The problem with “straight” receivers for WWVB, though, is that you have to figure in the time it takes for the signal to reach you, which is rarely done all that well (if at all). Instead, a more common technology is used: GPS.

It turns out that GPS carries insanely accurate time. Wikipedia has a really good article on it. Each GPS satellite carries an atomic clock onboard, and people on the ground keep it synced (with nanosecond accuracy) to the atomic system. There’s some funky correction going on to keep things perfectly accurate. GPS has a claimed accuracy of 100 nanoseconds, although people have found that it’s actually about ten times better, down to 10 nanoseconds or so.

As an aside, GPS in general is an interesting read. There’s a lot more going on than meets the eye. I recently dug up an old GPS and wondered if it needed an “update” to get new satellite positions: with ham satellites, we get periodic updates for our tracking software to account for changes in their path. GPS has a neat solution, though: the satellites broadcast this data. Actually, more accurately, they broadcast all the data for all the satellites, so that seeing one satellite will fill you in on the whole setup. There used to be Selective Availability, basically a deliberate introduction of error into the signal. The premise was that we didn’t want enemy forces using it: imagine a GPS-guided rocket, for example. So we introduced error of about 30 meters for a while. Ironically, it was ended because our own troops (before Iraq) couldn’t get the military units, so they were just buying off-the-shelf civilian units and incurring the decreased accuracy. So Selective Availability has been turned off, and there are indications that it was permanent. A third interesting tidbit is that the GPS satellites carry much more than might meet the eye, including equipment monitoring for nuclear detonations.

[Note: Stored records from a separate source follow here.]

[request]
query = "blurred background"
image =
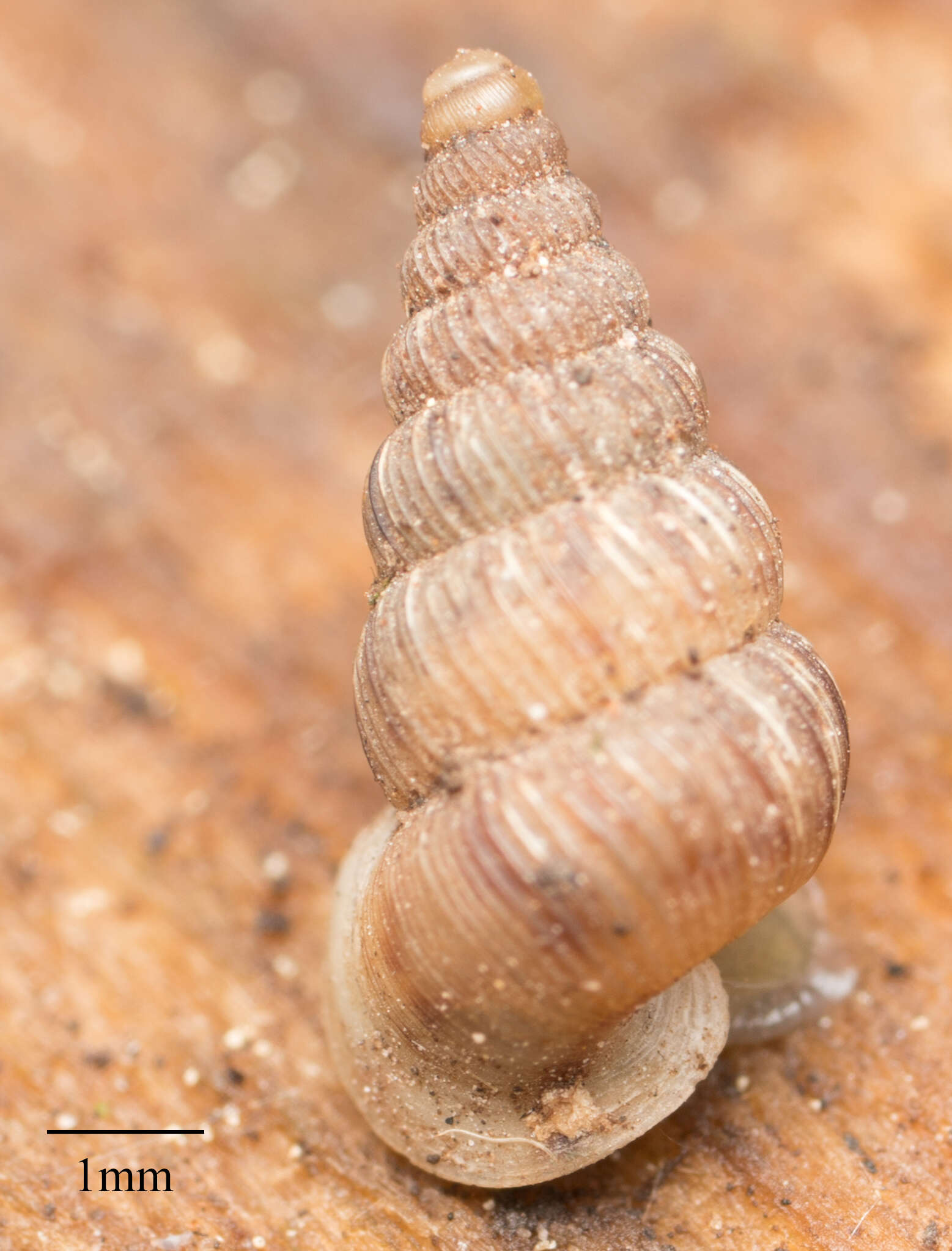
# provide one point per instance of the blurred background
(204, 207)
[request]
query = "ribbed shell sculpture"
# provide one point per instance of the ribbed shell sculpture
(606, 756)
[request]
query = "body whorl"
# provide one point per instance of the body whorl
(606, 755)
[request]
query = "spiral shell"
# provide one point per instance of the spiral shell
(606, 756)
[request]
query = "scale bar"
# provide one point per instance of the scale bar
(125, 1131)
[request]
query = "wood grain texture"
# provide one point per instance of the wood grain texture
(199, 276)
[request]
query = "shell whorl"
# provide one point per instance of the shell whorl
(476, 90)
(608, 756)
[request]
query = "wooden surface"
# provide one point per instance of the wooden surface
(198, 262)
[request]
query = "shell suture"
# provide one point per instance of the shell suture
(606, 756)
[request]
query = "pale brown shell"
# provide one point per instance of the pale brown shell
(608, 756)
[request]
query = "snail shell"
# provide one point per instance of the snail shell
(606, 756)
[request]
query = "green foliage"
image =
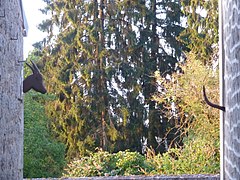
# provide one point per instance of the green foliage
(202, 27)
(100, 66)
(43, 156)
(198, 123)
(103, 163)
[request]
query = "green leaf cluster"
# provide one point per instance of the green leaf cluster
(43, 156)
(103, 163)
(200, 152)
(100, 65)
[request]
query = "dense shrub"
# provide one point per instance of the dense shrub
(198, 122)
(43, 156)
(103, 163)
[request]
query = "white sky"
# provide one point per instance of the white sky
(34, 17)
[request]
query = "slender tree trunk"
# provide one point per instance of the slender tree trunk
(231, 89)
(11, 104)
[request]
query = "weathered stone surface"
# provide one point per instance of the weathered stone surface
(11, 109)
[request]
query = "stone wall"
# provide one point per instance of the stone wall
(11, 100)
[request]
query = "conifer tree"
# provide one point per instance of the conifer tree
(100, 66)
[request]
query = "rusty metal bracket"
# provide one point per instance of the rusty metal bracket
(14, 38)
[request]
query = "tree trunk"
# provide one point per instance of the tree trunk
(230, 125)
(11, 103)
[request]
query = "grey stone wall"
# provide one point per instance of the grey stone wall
(11, 100)
(231, 118)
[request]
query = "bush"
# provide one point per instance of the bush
(198, 122)
(43, 156)
(103, 163)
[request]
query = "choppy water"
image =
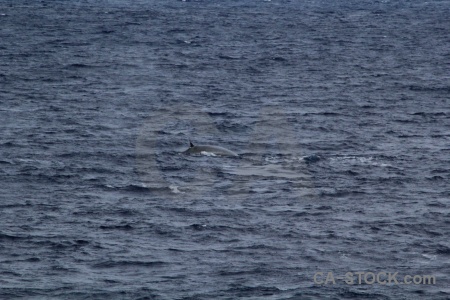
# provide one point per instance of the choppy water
(339, 112)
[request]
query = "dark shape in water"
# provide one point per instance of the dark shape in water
(216, 150)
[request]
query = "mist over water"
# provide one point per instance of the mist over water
(339, 113)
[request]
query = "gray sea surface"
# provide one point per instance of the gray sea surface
(339, 111)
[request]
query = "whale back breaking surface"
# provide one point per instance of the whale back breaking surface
(217, 150)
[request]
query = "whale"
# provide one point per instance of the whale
(209, 149)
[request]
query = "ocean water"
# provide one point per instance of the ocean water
(339, 111)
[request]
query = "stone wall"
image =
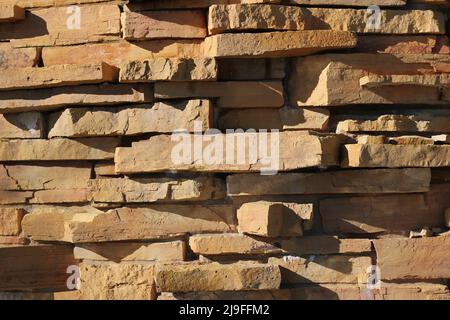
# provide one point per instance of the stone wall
(121, 176)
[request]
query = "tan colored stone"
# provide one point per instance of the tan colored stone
(395, 156)
(53, 98)
(21, 126)
(277, 44)
(323, 269)
(334, 79)
(421, 258)
(285, 118)
(388, 213)
(10, 219)
(230, 94)
(433, 121)
(114, 53)
(163, 24)
(296, 150)
(332, 182)
(88, 225)
(252, 69)
(273, 219)
(55, 76)
(376, 81)
(368, 139)
(441, 138)
(217, 277)
(323, 244)
(230, 244)
(49, 27)
(17, 58)
(127, 190)
(112, 281)
(164, 117)
(58, 149)
(226, 18)
(35, 267)
(131, 251)
(44, 176)
(416, 140)
(169, 69)
(9, 12)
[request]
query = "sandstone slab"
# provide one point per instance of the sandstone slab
(277, 44)
(100, 282)
(273, 219)
(230, 94)
(163, 24)
(217, 277)
(164, 117)
(331, 182)
(131, 251)
(127, 190)
(421, 258)
(57, 149)
(55, 76)
(53, 98)
(21, 126)
(169, 69)
(388, 213)
(395, 156)
(296, 150)
(88, 225)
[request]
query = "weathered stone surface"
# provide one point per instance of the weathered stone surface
(403, 44)
(273, 219)
(277, 44)
(355, 181)
(17, 58)
(395, 156)
(169, 69)
(251, 69)
(323, 269)
(100, 281)
(52, 98)
(56, 26)
(376, 214)
(230, 94)
(217, 277)
(339, 79)
(114, 53)
(21, 126)
(58, 149)
(120, 190)
(55, 76)
(163, 24)
(434, 121)
(230, 244)
(10, 219)
(35, 267)
(296, 150)
(44, 176)
(164, 117)
(405, 140)
(225, 18)
(351, 3)
(421, 258)
(323, 244)
(131, 251)
(9, 12)
(81, 225)
(285, 118)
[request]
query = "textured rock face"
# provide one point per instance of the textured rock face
(214, 276)
(224, 149)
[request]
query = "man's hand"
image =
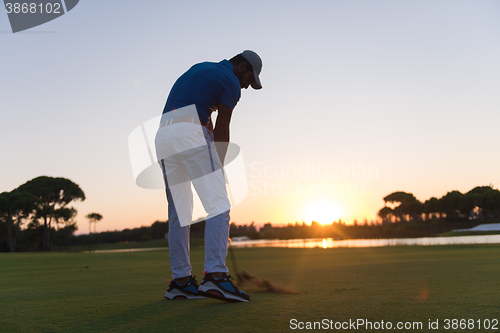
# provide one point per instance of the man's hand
(221, 131)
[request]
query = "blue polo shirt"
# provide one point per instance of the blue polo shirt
(206, 85)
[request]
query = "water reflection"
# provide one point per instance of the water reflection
(331, 243)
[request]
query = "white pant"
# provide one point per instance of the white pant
(187, 154)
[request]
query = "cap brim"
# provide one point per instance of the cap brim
(256, 83)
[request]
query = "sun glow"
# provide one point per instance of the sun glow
(322, 212)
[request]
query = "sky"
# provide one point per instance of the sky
(359, 99)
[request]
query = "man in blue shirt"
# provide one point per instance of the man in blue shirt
(186, 151)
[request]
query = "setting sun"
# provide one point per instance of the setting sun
(322, 212)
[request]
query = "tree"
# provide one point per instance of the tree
(93, 218)
(54, 195)
(407, 205)
(453, 204)
(386, 214)
(432, 208)
(486, 199)
(15, 209)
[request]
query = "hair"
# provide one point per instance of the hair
(238, 59)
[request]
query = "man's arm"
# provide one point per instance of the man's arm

The timekeeping problem is what to do when you get the time at the GPS, though. High-end GPS units will provide a pulse-per-second signal, which you cna hook up to a computer via serial, and achieve great accuracy. But there are all sorts of considerations I never thought of. Between the time it actually charges the pin and the time the operating system has processed it takes a little bit of time, os there are special kernel modifications available for Linux and BSD to basically get the kernel directly monitoring the serial port, to greatly speed up its processing. I also discovered the Precision Time Protocol (commonly known by its technical name, IEEE 1588), which is designed to keep extremely accurate time over Ethernet, but apparently requires special NICs to truly work well.

I’ve also learned another interesting tidbit of information. CDMA (which is a general standard, not just the cell phone technology that Verizon uses) apparently requires time down to the microsecond to keep everything in sync, such as your multiple towers and all the units (e.g., phones) in sync and transmitting at the right times. So the easiest way to keep all of their towers in sync to a common standard was to put a GPS receiver at each tower and sync the system to that. Thus CDMA carries extremely accurate time derived from GPS, which has led to some interesting uses. It’s hard to get a GPS signal indoors, so they now make CDMA time units–they sit on a CDMA network in receive-only mode, getting the time but never taking the “next step” of actually affiliating with the network. This lets people get GPS-level accuracy inside buildings.